Алекс выключила телевизор, чтобы средства массовой информации не мешали ей быть объективной. Она знала: кто-нибудь обязательно потребует ее отстранения от дела на том основании, что ее дочь была на месте трагедии. Если бы Джози получила ранение, Алекс согласилась бы с этим требованием. Если бы Джози до сих пор дружила с Питером Хоутоном, Алекс взяла бы самоотвод. Но при сложившихся обстоятельствах сомневаться в беспристрастности Александры Кормье следовало не больше, чем в беспристрастности любого другого судьи, который жил в этих местах, знал кого-нибудь из учеников старшей школы или был родителем подростка. На севере страны судьям не приходилось особенно удивляться, если они видели перед собой в зале суда знакомое лицо. На предыдущей должности Алекс рассматривала и дело своего почтальона, когда у него в машине нашли наркотики, и дело своего автомеханика, когда он подрался с женой. Если предмет спора не касался лично Алекс, никакие законные ограничения на нее не распространялись. Нужно было просто исключить себя из уравнения: сейчас я судья и больше ничего.

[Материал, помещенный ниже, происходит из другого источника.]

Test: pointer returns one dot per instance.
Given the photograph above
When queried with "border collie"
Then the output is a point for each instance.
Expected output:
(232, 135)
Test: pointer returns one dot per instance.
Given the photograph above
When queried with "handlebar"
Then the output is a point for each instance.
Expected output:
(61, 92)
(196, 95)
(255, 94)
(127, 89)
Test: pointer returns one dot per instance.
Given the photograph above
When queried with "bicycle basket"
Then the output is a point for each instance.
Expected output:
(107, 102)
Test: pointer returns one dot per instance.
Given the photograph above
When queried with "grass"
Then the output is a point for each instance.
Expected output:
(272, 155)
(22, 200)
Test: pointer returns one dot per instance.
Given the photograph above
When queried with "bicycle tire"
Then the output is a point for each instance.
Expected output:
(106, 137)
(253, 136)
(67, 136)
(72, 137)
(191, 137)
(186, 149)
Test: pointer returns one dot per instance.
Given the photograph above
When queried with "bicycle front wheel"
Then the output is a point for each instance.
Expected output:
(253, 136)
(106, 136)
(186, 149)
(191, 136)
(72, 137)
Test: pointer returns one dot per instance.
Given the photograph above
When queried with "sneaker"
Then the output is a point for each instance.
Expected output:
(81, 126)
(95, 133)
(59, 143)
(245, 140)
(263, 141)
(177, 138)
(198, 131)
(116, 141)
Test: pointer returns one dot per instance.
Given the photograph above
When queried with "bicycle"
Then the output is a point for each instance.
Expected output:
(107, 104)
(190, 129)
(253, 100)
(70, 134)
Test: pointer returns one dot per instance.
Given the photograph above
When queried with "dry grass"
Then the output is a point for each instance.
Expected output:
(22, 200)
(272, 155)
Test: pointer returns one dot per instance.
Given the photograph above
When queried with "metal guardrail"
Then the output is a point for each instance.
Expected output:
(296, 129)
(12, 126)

Стрельбу в школе, по убеждению Алекс, следовало рассматривать как рядовой случай судебной практики: любое преступление – это совокупность определенных обстоятельств, просто в данном случае масштаб увеличен. А если учесть шумиху, поднятую в прессе, то по-настоящему беспристрастным здесь сможет быть только судья с адвокатским прошлым. Такой, как Алекс. Чем дольше она об этом думала, тем тверже верила: без ее участия правосудие не восторжествует. Любые сомнения в том, что судьей на этом процессе должна быть именно она, теперь казались ей нелепыми.
Сделав глоток кофе, Алекс на цыпочках прошла из своей спальни в комнату дочери. Но дверь оказалась открытой настежь, Джози не было.
– Джози?! – запаниковала Алекс. – Джози, ты где?
– Я внизу.
Почувствовав себя так, будто внутри развязался тугой узел, Алекс спустилась на кухню и увидела Джози за столом – в юбке, колготках и черном свитере. Волосы еще не просохли после душа, а челка была зачесана так, чтобы хотя бы частично прикрыть пластырь. Джози посмотрела на мать:
– Я нормально одета?
– Для чего? – спросила Алекс в полном недоумении.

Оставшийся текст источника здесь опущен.